В подвальной тюрьме НКВД в камере, где сидели Порошин и Гейнеман, появились переведенные из централки — Гераська, отец Никодим, Майкл, Ахмет, Штырцкобер. В камере главенствовал Эсер. Ему подчинялись беспрекословно и Придорогин, и Порошин, и секретарь магнитогорского горкома Берман, и Ручьев, и все остальные. Насилия в камере не было, но много спорили, насмехались друг над другом. Порошин говорил Эсеру:

— Если бы ты попал, Эсер, на допрос ко мне, я бы тебе предъявил интересные обвинения.

— Позвольте, сударь, узнать, в чем бы вы меня обвинили?

— А ты, Эсер, изрубил на куски Цвиллинга.

— У вас есть, дорогой мой, свидетельства, доказательства?

— Я бы нашел свидетелей.

— Каких?

— Деда Кузьму из станицы Зверинки, Яковлева — из Шумихи, Манефу...

— Так заявите сейчас, Аркадий Иванович, еще не поздно. Может быть, вам смягчат наказание.

— Нет смысла, Эсер. Тебя и без моих показаний расстреляют. И мне от вышки не уйти.

— Я один среди вас невиновный, — вздыхал Ручьев. — Меня следователь Натансон губит.

Калмыков посмеивался над поэтом:

— У тебя один глаз — серый, другой — синий. Только за это тебя можно расхлопать.

Порошин и Ручьёва разоблачал:

— Значит, невинный ты, Борис? Чистый во всех отношениях? С пролетарским происхождением?
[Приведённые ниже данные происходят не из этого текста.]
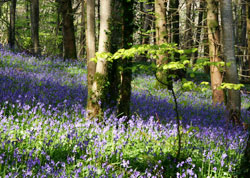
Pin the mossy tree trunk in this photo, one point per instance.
(34, 15)
(248, 35)
(214, 49)
(69, 44)
(83, 36)
(90, 50)
(161, 37)
(12, 28)
(174, 16)
(100, 78)
(233, 100)
(126, 74)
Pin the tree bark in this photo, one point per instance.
(161, 37)
(214, 50)
(126, 75)
(233, 100)
(12, 30)
(174, 15)
(90, 50)
(69, 45)
(248, 35)
(34, 15)
(100, 78)
(82, 36)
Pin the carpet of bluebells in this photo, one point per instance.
(44, 133)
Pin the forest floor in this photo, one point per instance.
(44, 133)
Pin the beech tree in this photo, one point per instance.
(12, 27)
(90, 50)
(214, 49)
(34, 15)
(228, 42)
(69, 44)
(100, 76)
(161, 35)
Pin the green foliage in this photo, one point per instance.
(153, 51)
(231, 86)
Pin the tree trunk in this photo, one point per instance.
(34, 15)
(12, 24)
(59, 28)
(248, 35)
(214, 49)
(126, 75)
(90, 50)
(100, 78)
(233, 100)
(161, 37)
(174, 15)
(188, 34)
(69, 45)
(147, 23)
(82, 36)
(114, 68)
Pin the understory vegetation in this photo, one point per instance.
(44, 133)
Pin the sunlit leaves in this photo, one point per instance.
(231, 86)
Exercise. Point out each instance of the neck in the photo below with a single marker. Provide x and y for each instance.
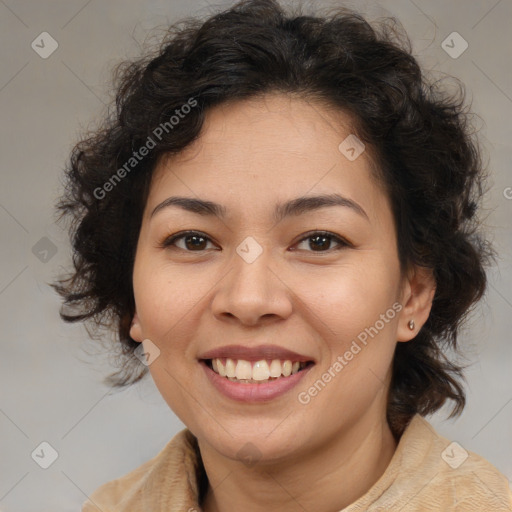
(326, 478)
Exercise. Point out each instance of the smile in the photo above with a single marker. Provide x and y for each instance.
(252, 372)
(256, 373)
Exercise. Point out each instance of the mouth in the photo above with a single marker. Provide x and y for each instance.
(255, 372)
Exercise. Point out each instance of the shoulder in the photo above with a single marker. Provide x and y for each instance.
(131, 490)
(445, 475)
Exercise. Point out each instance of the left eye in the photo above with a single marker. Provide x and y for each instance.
(319, 241)
(194, 241)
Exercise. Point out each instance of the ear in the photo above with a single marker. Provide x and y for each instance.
(417, 296)
(135, 329)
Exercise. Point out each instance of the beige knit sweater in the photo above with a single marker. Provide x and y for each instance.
(426, 473)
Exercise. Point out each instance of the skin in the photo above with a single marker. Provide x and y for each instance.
(250, 156)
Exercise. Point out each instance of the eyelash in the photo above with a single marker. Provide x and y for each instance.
(170, 241)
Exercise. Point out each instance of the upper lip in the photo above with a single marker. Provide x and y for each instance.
(268, 352)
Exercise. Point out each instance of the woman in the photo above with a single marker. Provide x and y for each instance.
(279, 222)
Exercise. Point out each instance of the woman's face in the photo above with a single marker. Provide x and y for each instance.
(257, 282)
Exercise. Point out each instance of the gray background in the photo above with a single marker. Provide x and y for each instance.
(51, 388)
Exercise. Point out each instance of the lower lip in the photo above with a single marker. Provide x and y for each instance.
(246, 392)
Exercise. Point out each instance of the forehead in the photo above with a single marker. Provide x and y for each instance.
(259, 151)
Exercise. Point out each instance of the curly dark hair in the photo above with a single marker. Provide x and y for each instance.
(424, 145)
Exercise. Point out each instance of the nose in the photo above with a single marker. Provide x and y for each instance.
(252, 293)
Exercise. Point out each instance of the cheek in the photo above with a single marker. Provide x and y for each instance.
(350, 299)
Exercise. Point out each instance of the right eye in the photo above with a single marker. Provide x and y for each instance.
(193, 241)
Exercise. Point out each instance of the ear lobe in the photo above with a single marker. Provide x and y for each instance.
(418, 295)
(135, 329)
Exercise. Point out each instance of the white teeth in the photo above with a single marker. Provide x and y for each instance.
(243, 370)
(230, 368)
(260, 371)
(275, 368)
(222, 370)
(246, 371)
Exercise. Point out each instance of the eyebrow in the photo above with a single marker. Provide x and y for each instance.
(297, 206)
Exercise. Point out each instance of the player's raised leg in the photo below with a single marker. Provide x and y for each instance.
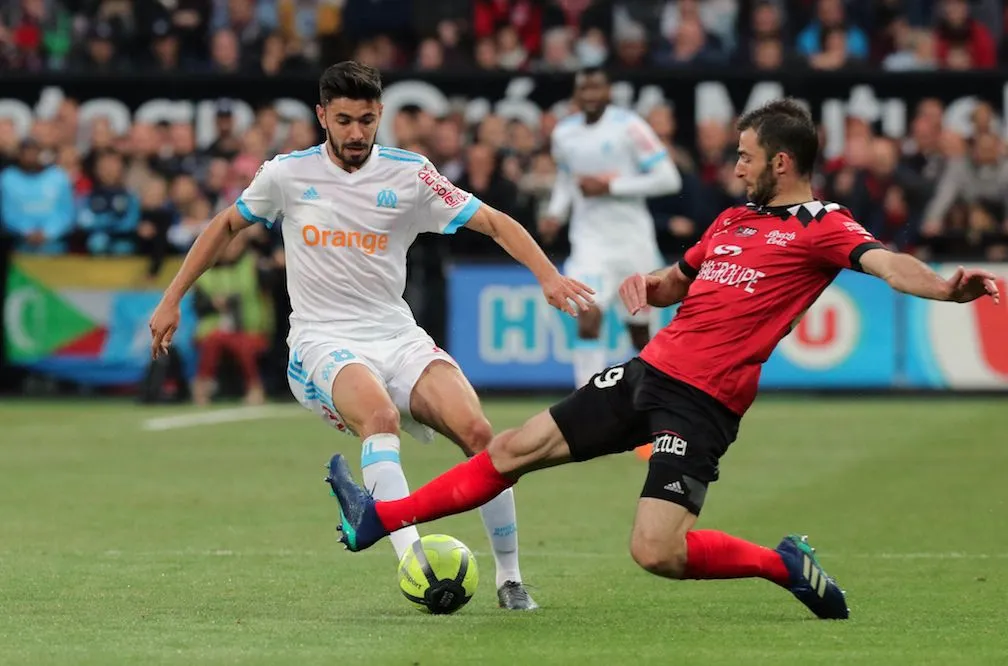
(535, 445)
(444, 399)
(364, 403)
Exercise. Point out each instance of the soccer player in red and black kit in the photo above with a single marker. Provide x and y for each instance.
(743, 286)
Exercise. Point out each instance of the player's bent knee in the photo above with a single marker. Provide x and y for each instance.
(381, 419)
(477, 435)
(664, 557)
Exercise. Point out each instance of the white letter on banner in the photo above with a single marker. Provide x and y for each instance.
(405, 93)
(511, 326)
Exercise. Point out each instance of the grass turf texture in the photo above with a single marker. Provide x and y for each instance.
(216, 544)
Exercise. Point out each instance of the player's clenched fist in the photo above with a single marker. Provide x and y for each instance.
(634, 289)
(564, 292)
(163, 323)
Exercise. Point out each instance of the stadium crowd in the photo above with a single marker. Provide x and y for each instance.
(69, 187)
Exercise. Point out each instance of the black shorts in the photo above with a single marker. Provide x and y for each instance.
(633, 404)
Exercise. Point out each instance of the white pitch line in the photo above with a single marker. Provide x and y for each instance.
(218, 416)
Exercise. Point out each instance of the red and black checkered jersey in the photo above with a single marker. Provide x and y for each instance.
(756, 270)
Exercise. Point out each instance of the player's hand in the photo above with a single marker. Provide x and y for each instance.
(633, 291)
(163, 323)
(594, 185)
(548, 229)
(568, 294)
(970, 284)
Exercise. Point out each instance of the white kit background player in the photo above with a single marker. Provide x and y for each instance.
(609, 160)
(350, 211)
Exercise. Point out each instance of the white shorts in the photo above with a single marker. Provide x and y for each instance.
(397, 362)
(605, 273)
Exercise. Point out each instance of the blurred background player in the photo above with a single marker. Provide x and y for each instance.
(609, 160)
(351, 210)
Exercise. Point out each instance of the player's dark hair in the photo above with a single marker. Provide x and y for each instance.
(784, 126)
(350, 80)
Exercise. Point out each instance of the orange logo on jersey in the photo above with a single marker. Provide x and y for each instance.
(368, 242)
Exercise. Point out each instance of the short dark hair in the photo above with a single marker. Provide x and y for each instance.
(351, 80)
(784, 126)
(591, 72)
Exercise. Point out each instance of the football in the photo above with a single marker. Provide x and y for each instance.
(438, 574)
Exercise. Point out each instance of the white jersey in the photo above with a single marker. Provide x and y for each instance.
(346, 234)
(619, 144)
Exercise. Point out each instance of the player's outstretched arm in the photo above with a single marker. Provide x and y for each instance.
(908, 274)
(204, 253)
(560, 292)
(660, 288)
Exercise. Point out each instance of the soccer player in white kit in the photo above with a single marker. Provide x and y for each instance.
(609, 160)
(350, 211)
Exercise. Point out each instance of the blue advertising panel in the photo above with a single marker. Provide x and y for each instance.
(505, 336)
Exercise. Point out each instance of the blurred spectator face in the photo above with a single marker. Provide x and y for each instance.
(768, 53)
(492, 132)
(102, 136)
(480, 160)
(521, 138)
(766, 19)
(448, 33)
(154, 194)
(184, 191)
(30, 157)
(182, 139)
(109, 170)
(165, 48)
(447, 141)
(593, 48)
(8, 136)
(268, 121)
(143, 139)
(591, 93)
(831, 13)
(429, 55)
(712, 139)
(987, 149)
(301, 135)
(689, 38)
(218, 173)
(224, 50)
(662, 121)
(885, 156)
(983, 119)
(241, 12)
(556, 53)
(956, 13)
(404, 127)
(101, 49)
(69, 159)
(44, 133)
(486, 53)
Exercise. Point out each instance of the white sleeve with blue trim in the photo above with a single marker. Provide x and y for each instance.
(442, 207)
(658, 174)
(261, 202)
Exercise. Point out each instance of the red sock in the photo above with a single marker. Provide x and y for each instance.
(463, 488)
(712, 554)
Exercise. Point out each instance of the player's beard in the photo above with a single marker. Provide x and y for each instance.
(765, 188)
(355, 160)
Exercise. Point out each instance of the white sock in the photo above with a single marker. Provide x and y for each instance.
(502, 528)
(589, 359)
(383, 477)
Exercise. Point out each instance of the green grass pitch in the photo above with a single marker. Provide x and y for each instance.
(216, 544)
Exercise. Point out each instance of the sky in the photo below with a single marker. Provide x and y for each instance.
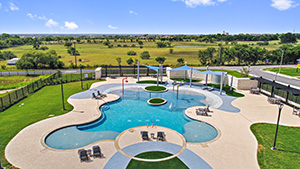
(149, 16)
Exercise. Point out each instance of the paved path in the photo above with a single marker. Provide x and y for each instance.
(256, 70)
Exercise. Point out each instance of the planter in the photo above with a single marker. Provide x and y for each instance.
(156, 101)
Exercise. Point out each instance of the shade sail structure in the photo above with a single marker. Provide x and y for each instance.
(185, 67)
(289, 89)
(213, 73)
(152, 67)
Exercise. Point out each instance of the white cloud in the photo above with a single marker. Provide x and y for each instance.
(13, 7)
(71, 25)
(132, 12)
(51, 23)
(283, 4)
(112, 27)
(194, 3)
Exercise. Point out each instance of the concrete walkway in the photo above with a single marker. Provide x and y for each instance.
(236, 146)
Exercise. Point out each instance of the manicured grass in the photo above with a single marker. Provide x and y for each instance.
(11, 82)
(287, 144)
(149, 82)
(155, 88)
(174, 163)
(35, 107)
(186, 80)
(234, 73)
(156, 100)
(289, 71)
(228, 91)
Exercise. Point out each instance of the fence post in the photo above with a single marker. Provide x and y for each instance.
(9, 98)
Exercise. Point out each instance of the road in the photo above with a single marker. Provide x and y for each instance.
(255, 71)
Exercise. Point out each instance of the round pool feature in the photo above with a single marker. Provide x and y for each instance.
(132, 110)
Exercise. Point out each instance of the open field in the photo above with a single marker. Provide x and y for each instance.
(99, 54)
(11, 82)
(34, 108)
(289, 71)
(288, 141)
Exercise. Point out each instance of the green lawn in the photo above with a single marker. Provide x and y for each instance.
(227, 90)
(11, 82)
(288, 141)
(290, 71)
(155, 88)
(232, 73)
(174, 163)
(35, 107)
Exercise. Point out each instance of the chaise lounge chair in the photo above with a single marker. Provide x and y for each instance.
(100, 95)
(144, 135)
(97, 151)
(83, 155)
(161, 136)
(211, 88)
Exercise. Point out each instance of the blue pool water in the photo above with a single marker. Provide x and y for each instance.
(132, 110)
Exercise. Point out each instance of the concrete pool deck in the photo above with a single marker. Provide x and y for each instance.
(236, 147)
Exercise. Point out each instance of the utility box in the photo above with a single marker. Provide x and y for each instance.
(98, 73)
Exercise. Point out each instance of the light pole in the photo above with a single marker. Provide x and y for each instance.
(123, 84)
(0, 161)
(280, 106)
(280, 63)
(62, 94)
(81, 76)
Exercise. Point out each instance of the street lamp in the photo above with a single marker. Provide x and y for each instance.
(280, 63)
(62, 94)
(81, 76)
(280, 106)
(123, 84)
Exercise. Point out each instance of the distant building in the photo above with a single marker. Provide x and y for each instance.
(13, 61)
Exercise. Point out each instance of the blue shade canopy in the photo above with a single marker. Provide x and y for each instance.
(185, 67)
(152, 67)
(213, 73)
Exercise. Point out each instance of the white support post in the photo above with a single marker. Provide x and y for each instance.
(138, 71)
(191, 77)
(221, 85)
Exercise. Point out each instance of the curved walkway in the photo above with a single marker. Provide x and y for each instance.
(190, 159)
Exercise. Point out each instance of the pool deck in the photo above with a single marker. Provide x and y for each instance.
(235, 147)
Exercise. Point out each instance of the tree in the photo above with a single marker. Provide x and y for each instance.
(129, 61)
(288, 38)
(180, 61)
(145, 55)
(160, 60)
(131, 52)
(119, 60)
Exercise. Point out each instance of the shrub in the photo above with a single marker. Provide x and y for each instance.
(145, 55)
(131, 52)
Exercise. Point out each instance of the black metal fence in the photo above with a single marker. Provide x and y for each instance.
(15, 96)
(281, 93)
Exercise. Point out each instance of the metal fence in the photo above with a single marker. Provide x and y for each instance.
(281, 93)
(15, 96)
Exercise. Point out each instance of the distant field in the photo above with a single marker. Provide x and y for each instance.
(99, 54)
(289, 71)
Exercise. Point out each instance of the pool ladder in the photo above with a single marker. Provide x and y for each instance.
(150, 125)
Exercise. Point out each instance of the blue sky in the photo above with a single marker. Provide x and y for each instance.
(149, 16)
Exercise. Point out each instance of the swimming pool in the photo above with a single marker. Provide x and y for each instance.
(132, 110)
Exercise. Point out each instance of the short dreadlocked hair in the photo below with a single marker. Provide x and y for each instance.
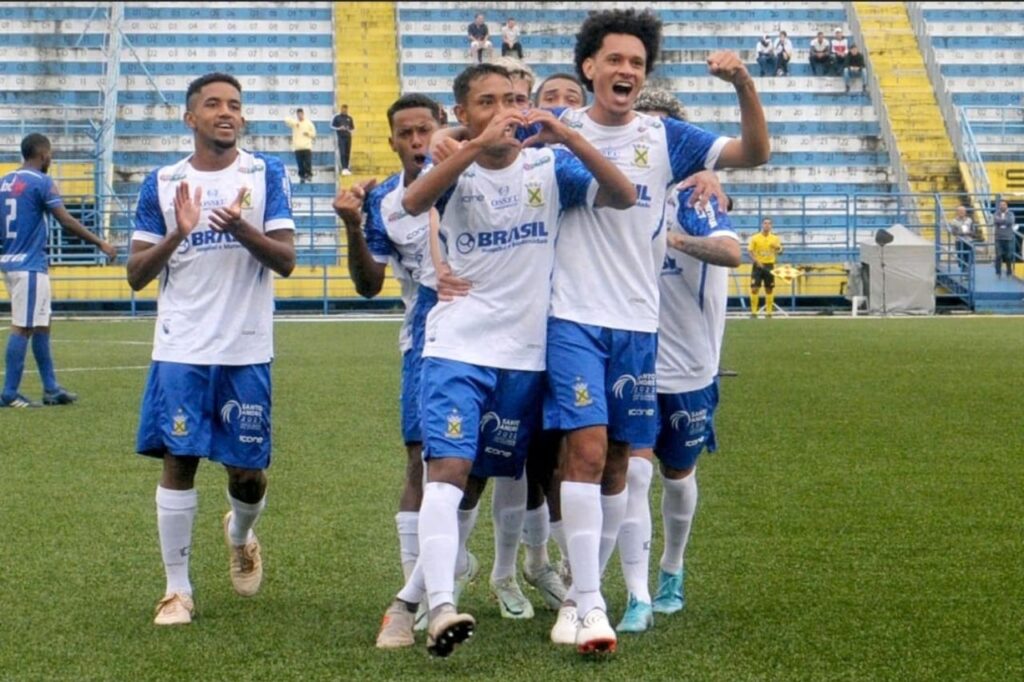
(644, 26)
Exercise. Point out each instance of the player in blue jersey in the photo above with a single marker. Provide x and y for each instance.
(484, 352)
(604, 302)
(380, 231)
(27, 195)
(213, 227)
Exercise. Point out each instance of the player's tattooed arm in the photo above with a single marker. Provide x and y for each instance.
(712, 250)
(367, 273)
(274, 250)
(754, 145)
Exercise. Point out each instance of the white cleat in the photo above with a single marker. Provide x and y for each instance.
(595, 634)
(566, 625)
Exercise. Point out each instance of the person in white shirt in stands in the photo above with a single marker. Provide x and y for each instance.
(484, 352)
(208, 392)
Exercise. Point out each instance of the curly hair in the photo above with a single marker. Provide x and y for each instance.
(644, 26)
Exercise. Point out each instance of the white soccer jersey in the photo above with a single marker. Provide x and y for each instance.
(402, 240)
(499, 227)
(693, 300)
(216, 300)
(604, 273)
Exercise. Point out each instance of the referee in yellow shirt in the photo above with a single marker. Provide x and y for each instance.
(763, 248)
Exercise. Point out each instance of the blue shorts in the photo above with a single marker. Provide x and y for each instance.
(480, 414)
(687, 426)
(601, 377)
(221, 413)
(412, 368)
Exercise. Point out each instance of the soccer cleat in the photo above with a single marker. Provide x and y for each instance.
(60, 396)
(17, 400)
(638, 616)
(669, 597)
(396, 628)
(246, 563)
(595, 634)
(511, 601)
(449, 629)
(174, 608)
(565, 626)
(549, 584)
(463, 581)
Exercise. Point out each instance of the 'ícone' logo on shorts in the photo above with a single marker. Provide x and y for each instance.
(180, 426)
(582, 392)
(454, 425)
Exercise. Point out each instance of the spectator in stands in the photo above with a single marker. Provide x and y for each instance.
(510, 39)
(560, 90)
(963, 230)
(478, 39)
(343, 127)
(840, 48)
(303, 133)
(820, 55)
(766, 55)
(854, 68)
(783, 52)
(1004, 223)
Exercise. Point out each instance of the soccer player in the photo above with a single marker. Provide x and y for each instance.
(693, 287)
(27, 195)
(484, 351)
(763, 247)
(379, 231)
(604, 305)
(208, 391)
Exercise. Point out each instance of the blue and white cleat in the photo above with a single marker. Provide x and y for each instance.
(59, 396)
(639, 616)
(17, 400)
(669, 598)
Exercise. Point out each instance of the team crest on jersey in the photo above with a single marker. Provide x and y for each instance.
(535, 195)
(454, 429)
(641, 156)
(581, 391)
(179, 427)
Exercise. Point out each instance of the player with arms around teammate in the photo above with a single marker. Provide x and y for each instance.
(213, 227)
(763, 247)
(27, 195)
(379, 230)
(485, 351)
(604, 302)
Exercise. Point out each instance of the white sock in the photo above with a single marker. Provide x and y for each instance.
(558, 535)
(244, 517)
(409, 540)
(536, 533)
(634, 536)
(679, 504)
(175, 513)
(439, 541)
(508, 508)
(467, 521)
(612, 512)
(582, 521)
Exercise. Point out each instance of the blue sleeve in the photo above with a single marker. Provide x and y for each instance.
(279, 190)
(688, 146)
(373, 224)
(700, 222)
(573, 179)
(148, 217)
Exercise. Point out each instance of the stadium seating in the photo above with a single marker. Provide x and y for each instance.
(52, 71)
(824, 141)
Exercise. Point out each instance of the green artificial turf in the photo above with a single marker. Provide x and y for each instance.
(861, 520)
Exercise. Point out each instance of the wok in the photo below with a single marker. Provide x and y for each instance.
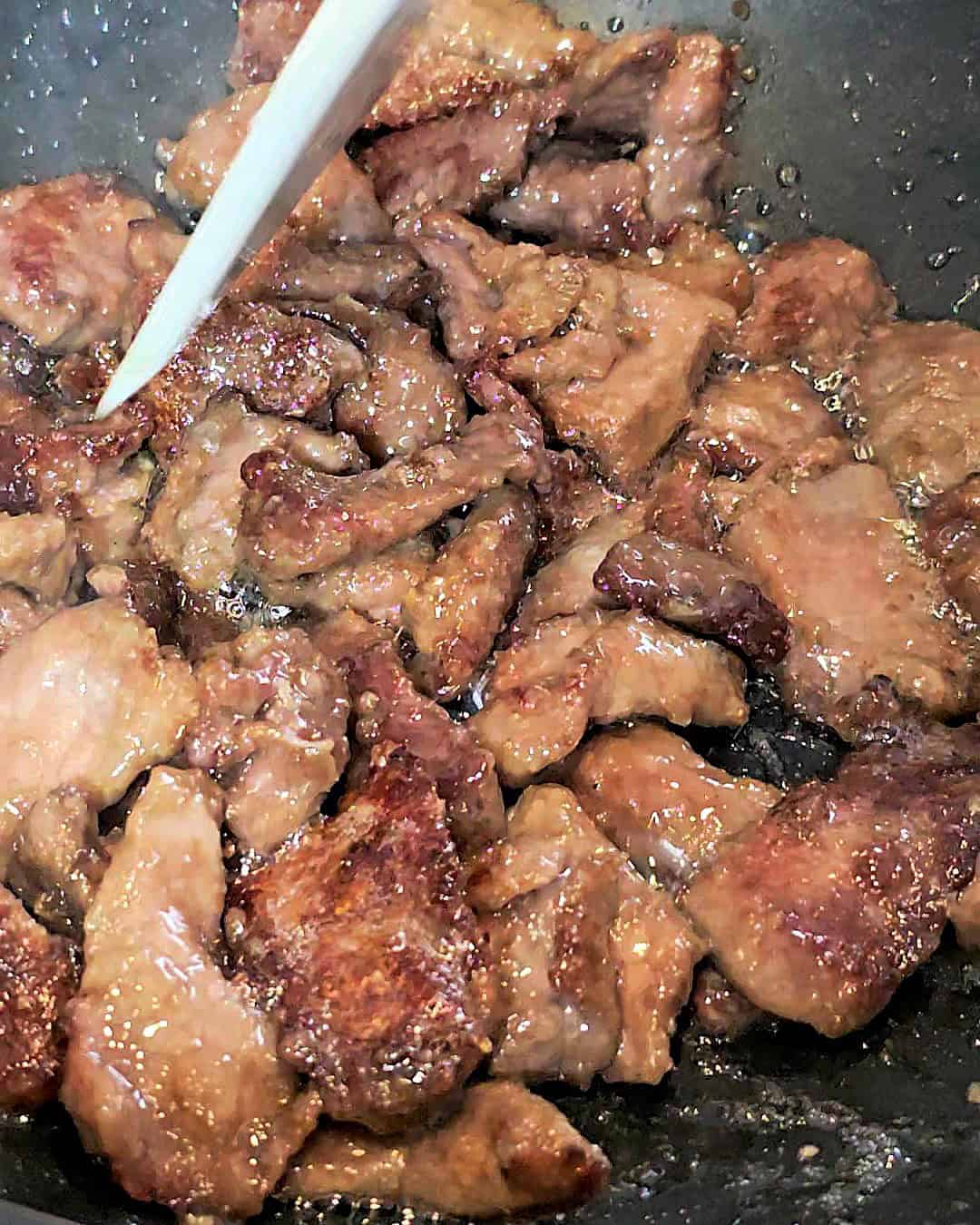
(877, 107)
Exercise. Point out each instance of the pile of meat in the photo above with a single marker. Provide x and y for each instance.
(340, 671)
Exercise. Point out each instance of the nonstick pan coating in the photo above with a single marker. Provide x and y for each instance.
(877, 105)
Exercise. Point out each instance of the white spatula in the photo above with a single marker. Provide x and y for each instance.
(337, 71)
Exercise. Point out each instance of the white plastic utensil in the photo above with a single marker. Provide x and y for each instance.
(337, 71)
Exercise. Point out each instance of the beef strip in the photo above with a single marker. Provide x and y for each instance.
(58, 858)
(375, 587)
(604, 667)
(339, 205)
(391, 710)
(565, 584)
(859, 605)
(614, 88)
(916, 396)
(951, 535)
(659, 801)
(299, 521)
(569, 499)
(466, 161)
(300, 280)
(622, 381)
(172, 1072)
(38, 976)
(93, 667)
(494, 297)
(195, 524)
(283, 364)
(583, 205)
(37, 553)
(744, 420)
(407, 397)
(720, 1008)
(272, 728)
(697, 590)
(363, 944)
(457, 612)
(66, 260)
(815, 301)
(593, 965)
(506, 1151)
(466, 52)
(683, 153)
(818, 910)
(45, 465)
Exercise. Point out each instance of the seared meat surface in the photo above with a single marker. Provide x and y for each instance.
(659, 801)
(917, 406)
(815, 301)
(818, 910)
(361, 942)
(859, 605)
(172, 1072)
(38, 977)
(593, 965)
(504, 1152)
(545, 690)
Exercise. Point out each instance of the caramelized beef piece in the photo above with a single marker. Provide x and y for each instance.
(38, 976)
(748, 419)
(37, 553)
(272, 727)
(58, 859)
(659, 801)
(456, 614)
(172, 1072)
(697, 590)
(683, 153)
(569, 499)
(466, 161)
(407, 397)
(815, 301)
(93, 667)
(46, 466)
(622, 381)
(377, 587)
(66, 261)
(609, 667)
(818, 910)
(466, 52)
(505, 1152)
(299, 280)
(283, 364)
(593, 965)
(299, 521)
(339, 205)
(859, 604)
(614, 88)
(391, 710)
(583, 205)
(360, 936)
(565, 584)
(494, 297)
(951, 535)
(916, 392)
(720, 1008)
(195, 524)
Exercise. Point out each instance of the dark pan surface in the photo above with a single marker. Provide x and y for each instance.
(876, 104)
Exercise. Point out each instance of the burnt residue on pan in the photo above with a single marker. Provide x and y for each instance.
(855, 119)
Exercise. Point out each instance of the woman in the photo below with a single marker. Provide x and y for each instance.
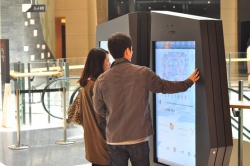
(94, 125)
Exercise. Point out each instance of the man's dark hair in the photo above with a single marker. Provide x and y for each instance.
(94, 65)
(118, 43)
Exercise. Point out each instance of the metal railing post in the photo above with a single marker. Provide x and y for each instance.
(18, 146)
(64, 141)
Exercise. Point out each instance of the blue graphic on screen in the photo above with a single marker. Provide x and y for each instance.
(104, 45)
(175, 113)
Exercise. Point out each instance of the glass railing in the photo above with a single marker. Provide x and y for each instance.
(237, 69)
(31, 79)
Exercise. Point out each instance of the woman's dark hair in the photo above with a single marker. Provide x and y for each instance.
(94, 65)
(118, 43)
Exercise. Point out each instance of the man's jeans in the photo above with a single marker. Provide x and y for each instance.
(137, 153)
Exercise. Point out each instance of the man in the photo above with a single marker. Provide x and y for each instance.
(121, 95)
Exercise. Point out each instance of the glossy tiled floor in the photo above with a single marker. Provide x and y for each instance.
(43, 151)
(41, 138)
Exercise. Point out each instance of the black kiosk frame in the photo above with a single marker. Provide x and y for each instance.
(213, 134)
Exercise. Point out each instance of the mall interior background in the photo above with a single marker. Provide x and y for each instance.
(68, 27)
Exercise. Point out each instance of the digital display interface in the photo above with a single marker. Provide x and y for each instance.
(104, 45)
(175, 113)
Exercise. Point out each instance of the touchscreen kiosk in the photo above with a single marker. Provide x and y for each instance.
(194, 127)
(133, 24)
(104, 45)
(175, 113)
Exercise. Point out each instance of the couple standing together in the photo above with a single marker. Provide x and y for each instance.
(116, 113)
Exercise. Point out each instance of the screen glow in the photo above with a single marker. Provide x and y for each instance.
(104, 45)
(175, 113)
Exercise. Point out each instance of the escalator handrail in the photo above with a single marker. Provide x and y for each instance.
(244, 96)
(46, 87)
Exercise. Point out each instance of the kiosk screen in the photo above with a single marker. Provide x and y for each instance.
(104, 45)
(175, 113)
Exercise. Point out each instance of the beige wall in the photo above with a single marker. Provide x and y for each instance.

— Абсолютно чистый, клянусь!

— А кто у тебя отец, Борис? Где он живет?

— Отец учитель, в Киргизии живет...

— А кем он раньше был, в гражданскую войну?

— Директором гимназии в Троицке.

— Врешь, поэт! Отец твой — Александр Иванович Кривощеков был беляком, возглавлял идеологический отдел в штабе Дутова. Наше НКВД — примитивно, безграмотно, не знает истории. Шьют они тебе напраслину, не знают, что ты сын дутовца. Узнали бы, стерли бы в порошок и тебя, и всю твою семью.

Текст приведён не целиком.